Reading from a socket: first characters, then octets

S

Stefan Ram

When a client sends an HTTP PUT request to my web server,
I start to read characters from the socket:

this.br =
new java.io.BufferedReader
( new java.io.InputStreamReader
( socket.getInputStream(), "ANSI_X3.4-1968" ));

But sometimes, after the initial text, the socket will
change to emit binary data (octets), that is, it will
send me the actual data of the PUT request during the
same transmission (TCP session).

The read()-method of the InputStreamReader will give
me a converted character. But I need unconverted octets
from this point on. With the above code, Java will
convert some octets and modify their values, so that
the binary data will become corrupted.

When I start then to use the read()-method of the
socket.getInputStream(), I might miss some octets which where
already read by the InputStreamReader or the BufferedReader.
But I also want to have buffering, because I/O usually is
slower without buffering.

Is there already a well-known solution to such a problem,
that is, switch from text to binary mode when reading from
a socket?

One possibility would be an encoding name that hints to
Java to treat 0A and 0D as line seperators, but otherwise
not to modify octet values, when converting octets to
characters. Then I could read the octets as characters.
(Or do I have to write a custom CharsetDecoder for this?)
 
M

markspace

Stefan said:
In the meantime, I have written a workaround that reads
only octets (binary data) from the socket and uses a
custom method (instead of a Reader from java.io) to
break lines from the binary data.


This is basically what I was going to suggest. Read the data as byte.
Then from a buffer, make an InputStream that reads from the buffer.
Wrap this in a Reader of some sort to read character data. If you want
to change character encodings or switch to binary, toss out the the
InputStream & Reader pair and make a new one.
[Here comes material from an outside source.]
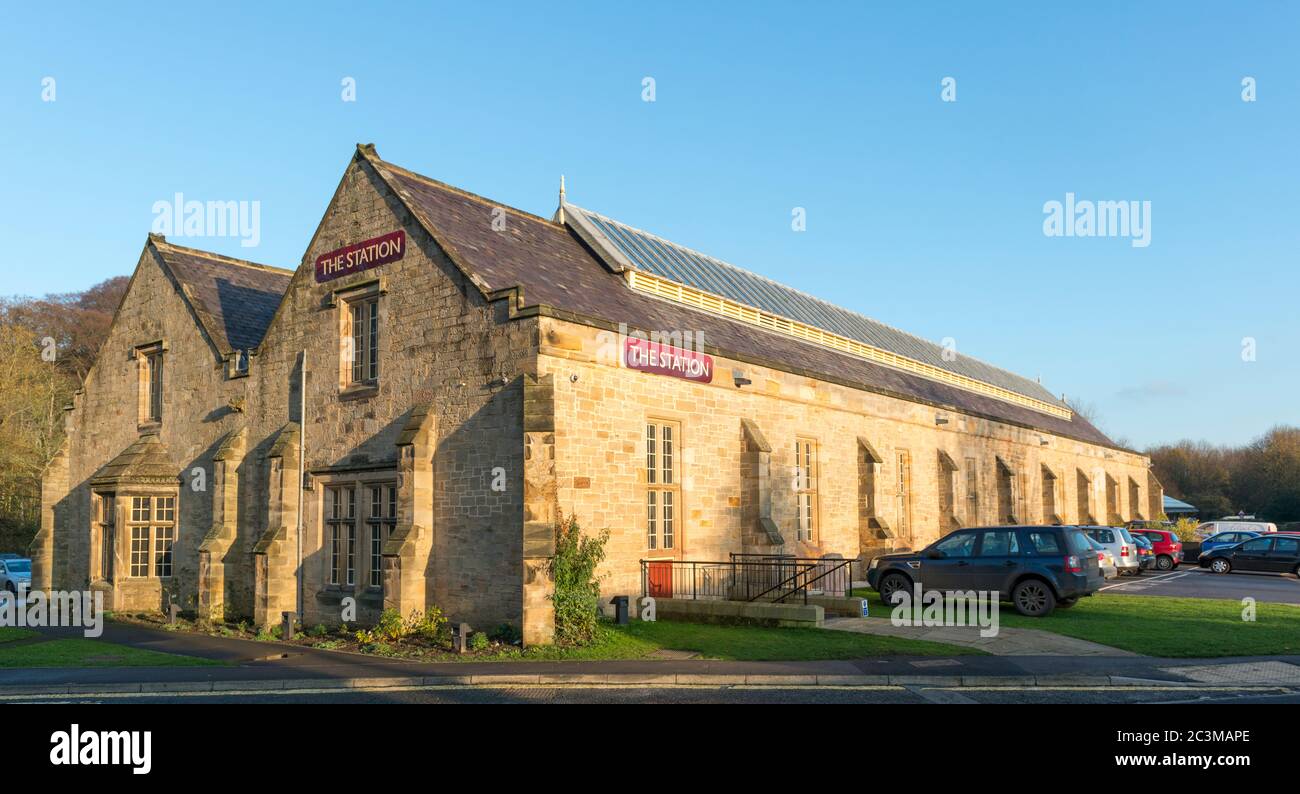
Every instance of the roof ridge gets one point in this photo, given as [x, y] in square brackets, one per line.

I have incomplete code around here that does this, although it's still
being noodled around with. Your custom code is probably good enough for
now.
 
R

Roedy Green

But sometimes, after the initial text, the socket will
change to emit binary data (octets), that is, it will
send me the actual data of the PUT request during the
same transmission (TCP session).

Read it with a DataInputStream. To read the char data, collect bytes
with readUnsignedByte, readByte or read and write them to a
ByteArrayOutputStream, and process the binary with the DataInputStream
methods. Then when you have all the text, read it with a Reader.

See http://mindprod.com/applet/fileio.html for sample code.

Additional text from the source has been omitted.